Abstract
Introduction: Pts with Chronic Lymphocytic Leukemia (CLL) are reported to have quantitative and qualitative T and NK cell dysfunction. While NK cells act through non-specific killing, T-cells are more specific. The 2 types of T-lymphocytes, CD4+ (Th; helper) and CD8+ (Ts; cytotolytic/suppressor) are subcategorized based on cytokine secretion profile upon activation. Release of different cytokines from these immune cells modulates the host response. T1 cells (Th1, Ts1) secrete IL-2 and interferon-g which initiate the Th1 response- mainly CD4+ activation along with B and T cells, leading to proliferation and differentiation of these cells. T2 (Th2, Ts2) cells initiate the Th2 response (release of TNF-a, IL-10) resulting in direct lysis of the target cell by production of cytokines such as IL-4, IL-5 and IL-10.
Hypothesis: To decipher this antitumor mechanism of L in CLL pts we investigated its effect on the efferent arm of immune response by evaluating the T cell population and the afferent response by change in expression of co-stimulatory molecules on B-CLL cells and cytokine profile in these pts treated on a phase II clinical study.
Methods: CLL pts treated with L were evaluated for absolute number of T (CD4+, CD8+) and NK (CD56+) cells by flow cytometry on day before (day0) start and on Day 8 of treatment with L. Peripheral blood was collected and ficolled to obtain enriched mononuclear cells. The serum was used to study the cytokines. Activation status was determined by co-expression of CD45+. Serum cytokine profile was measured by Flow cytometry using the Luminex system. B-CLL surface co-stimulatory molecules were detected by flow cytometry and analyzed by FACS. These responses were correlated with the tumor flare (TF) reaction that the patients developed during the first week of treatment with L.

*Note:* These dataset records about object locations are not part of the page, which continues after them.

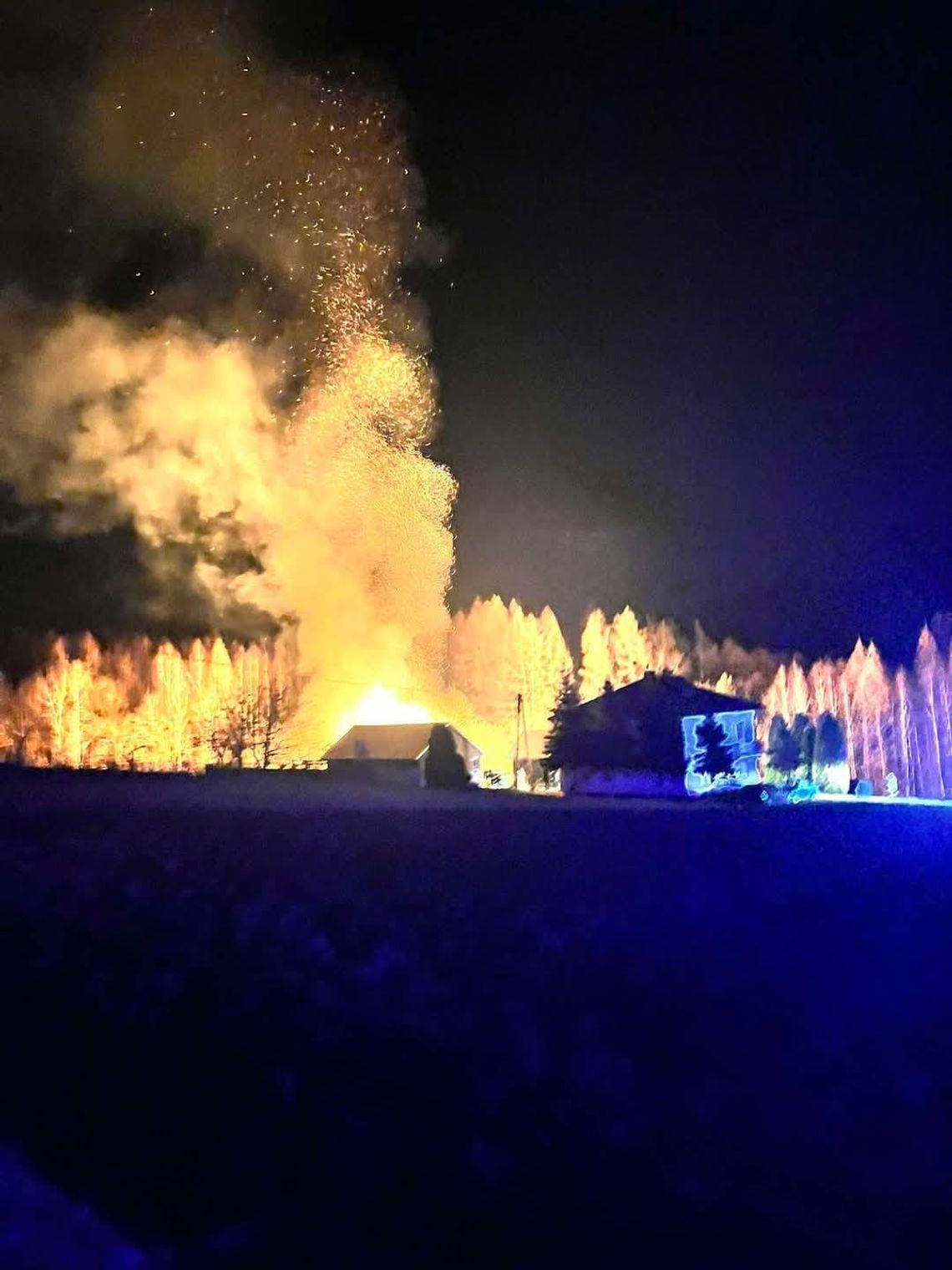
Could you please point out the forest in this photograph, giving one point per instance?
(156, 706)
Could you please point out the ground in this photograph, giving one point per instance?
(254, 1023)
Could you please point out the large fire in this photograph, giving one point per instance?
(261, 417)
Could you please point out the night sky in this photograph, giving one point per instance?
(693, 327)
(692, 323)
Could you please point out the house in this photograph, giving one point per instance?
(393, 754)
(642, 739)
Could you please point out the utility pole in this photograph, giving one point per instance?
(520, 735)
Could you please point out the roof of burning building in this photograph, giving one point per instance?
(395, 740)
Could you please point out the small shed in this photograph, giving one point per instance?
(393, 754)
(642, 739)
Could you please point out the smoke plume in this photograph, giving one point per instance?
(256, 399)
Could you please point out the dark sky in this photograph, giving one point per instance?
(693, 328)
(693, 324)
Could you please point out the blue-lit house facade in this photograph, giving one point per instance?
(642, 739)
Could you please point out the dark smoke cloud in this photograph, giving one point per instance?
(203, 336)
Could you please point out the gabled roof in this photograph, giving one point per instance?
(668, 693)
(404, 742)
(407, 740)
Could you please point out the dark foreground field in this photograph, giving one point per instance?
(270, 1028)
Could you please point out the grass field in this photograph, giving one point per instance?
(263, 1024)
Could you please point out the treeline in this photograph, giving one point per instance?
(898, 724)
(150, 706)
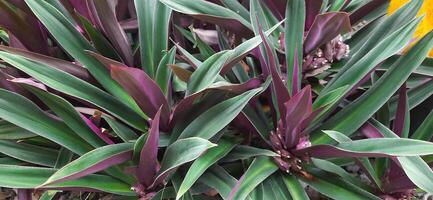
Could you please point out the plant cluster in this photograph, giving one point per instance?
(216, 99)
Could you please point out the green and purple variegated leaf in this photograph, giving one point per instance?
(144, 90)
(103, 12)
(325, 28)
(91, 162)
(148, 165)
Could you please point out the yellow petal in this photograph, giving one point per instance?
(426, 24)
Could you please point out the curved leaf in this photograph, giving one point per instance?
(148, 165)
(358, 112)
(29, 153)
(24, 113)
(216, 118)
(181, 152)
(258, 171)
(12, 176)
(143, 89)
(203, 163)
(73, 86)
(91, 162)
(75, 44)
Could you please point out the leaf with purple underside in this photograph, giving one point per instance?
(298, 108)
(279, 88)
(312, 9)
(23, 24)
(91, 162)
(143, 89)
(325, 28)
(63, 65)
(258, 171)
(401, 121)
(148, 165)
(103, 13)
(70, 116)
(179, 153)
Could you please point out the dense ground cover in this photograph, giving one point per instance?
(216, 99)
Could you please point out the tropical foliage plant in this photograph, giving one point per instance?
(216, 99)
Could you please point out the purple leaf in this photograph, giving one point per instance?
(129, 24)
(328, 151)
(81, 167)
(143, 89)
(325, 28)
(81, 6)
(148, 166)
(400, 116)
(312, 9)
(185, 106)
(29, 81)
(5, 83)
(295, 81)
(298, 108)
(96, 130)
(104, 14)
(24, 194)
(256, 53)
(22, 25)
(210, 37)
(281, 91)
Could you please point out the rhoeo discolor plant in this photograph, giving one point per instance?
(216, 99)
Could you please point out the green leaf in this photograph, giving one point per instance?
(181, 152)
(73, 86)
(29, 153)
(203, 163)
(91, 162)
(161, 32)
(257, 172)
(63, 157)
(295, 188)
(424, 131)
(293, 37)
(24, 113)
(337, 5)
(384, 49)
(101, 43)
(200, 8)
(242, 152)
(335, 189)
(163, 73)
(145, 15)
(219, 179)
(12, 176)
(216, 118)
(121, 130)
(388, 146)
(207, 73)
(10, 131)
(237, 7)
(418, 171)
(333, 168)
(68, 114)
(358, 112)
(74, 43)
(415, 167)
(382, 29)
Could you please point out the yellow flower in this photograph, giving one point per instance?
(427, 23)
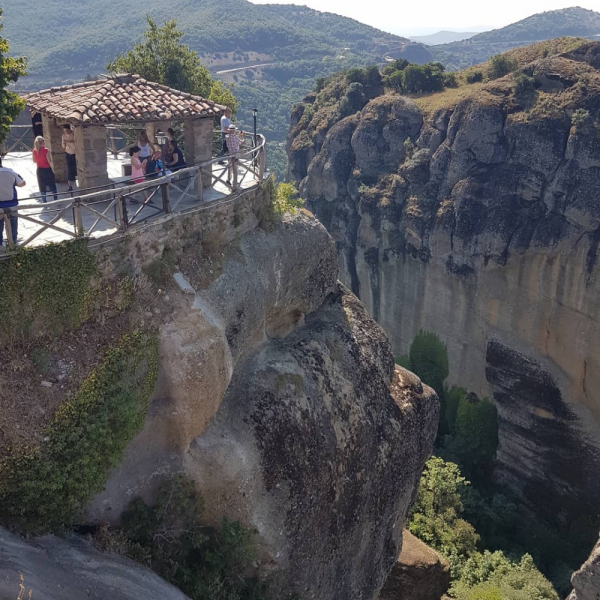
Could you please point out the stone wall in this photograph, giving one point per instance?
(218, 222)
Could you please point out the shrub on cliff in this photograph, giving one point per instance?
(524, 89)
(500, 65)
(43, 488)
(475, 435)
(45, 290)
(436, 514)
(474, 77)
(423, 78)
(437, 518)
(428, 359)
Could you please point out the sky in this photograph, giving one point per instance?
(418, 18)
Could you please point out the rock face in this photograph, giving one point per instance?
(529, 400)
(586, 581)
(480, 221)
(279, 395)
(59, 569)
(419, 574)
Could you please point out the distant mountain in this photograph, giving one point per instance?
(272, 53)
(575, 22)
(79, 37)
(443, 37)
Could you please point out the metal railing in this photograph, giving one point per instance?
(120, 206)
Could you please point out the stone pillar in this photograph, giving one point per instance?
(53, 138)
(90, 146)
(198, 143)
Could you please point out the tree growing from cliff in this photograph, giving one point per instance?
(474, 439)
(161, 57)
(428, 358)
(437, 518)
(10, 71)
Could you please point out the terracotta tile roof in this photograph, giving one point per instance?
(120, 99)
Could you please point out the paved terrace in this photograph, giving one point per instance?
(101, 213)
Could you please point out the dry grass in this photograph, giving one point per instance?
(452, 96)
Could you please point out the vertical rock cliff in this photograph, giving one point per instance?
(474, 213)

Results: Eighteen out of 45 pts have so far been evaluated for immunomodulatory activity of L. There were 2 complete responders (CRs) and 6 partial responders (PRs); while 4 had stable disease (SD), 4 were clinically unevaluable and 2 were too early for response in this group. Mean baseline (bl) NK cell count pretreatment was 251 (range 31–1510) vs. post treatment was 193 (range 6–13,482). Six out of 18 patients showed an increase, ranging from 20 −199% in the absolute NK (CD16+/CD56+/CD45+). While there was no appreciable change in CD4+ numbers there was a general trend in increase of CD8+ cells. No change in monocyte population was noted. Concurrent increase in the expression of co-stimulatory molecules such as CD95 and CD80 was noted. This response in co-stimulation was confirmed by in vitro experiments done on isolated B-CLL cells (n=4)treated with L. An increase in Th-2 cytokines such as IL-4, IL-5, IL-6 and IL-10 was noted in all eight responders, while VEGF levels were decreased in 6/18 patients. 99% of patients had a TF and the grade of TF correlated with the changes in T cells and cytokine profile.
Conclusion: It appears that in vivo L is able to orchestrate an anti-tumor response in CLL by modulating the NK cells, changing the cytokine profile and up-regulating co-stimulatory molecules. This change in the immune effector cell repertoire and the Th2 skewing may explain the initial flare reaction noted in these L treated pts. Data from these correlative studies is being evaluated in the context of the phase II clinical trial to be reported at the 48th ASH annual meeting.
Disclosures: Clinical trial.; Pharmion, Millenium.; Millenium.; Berlex, Pharmion.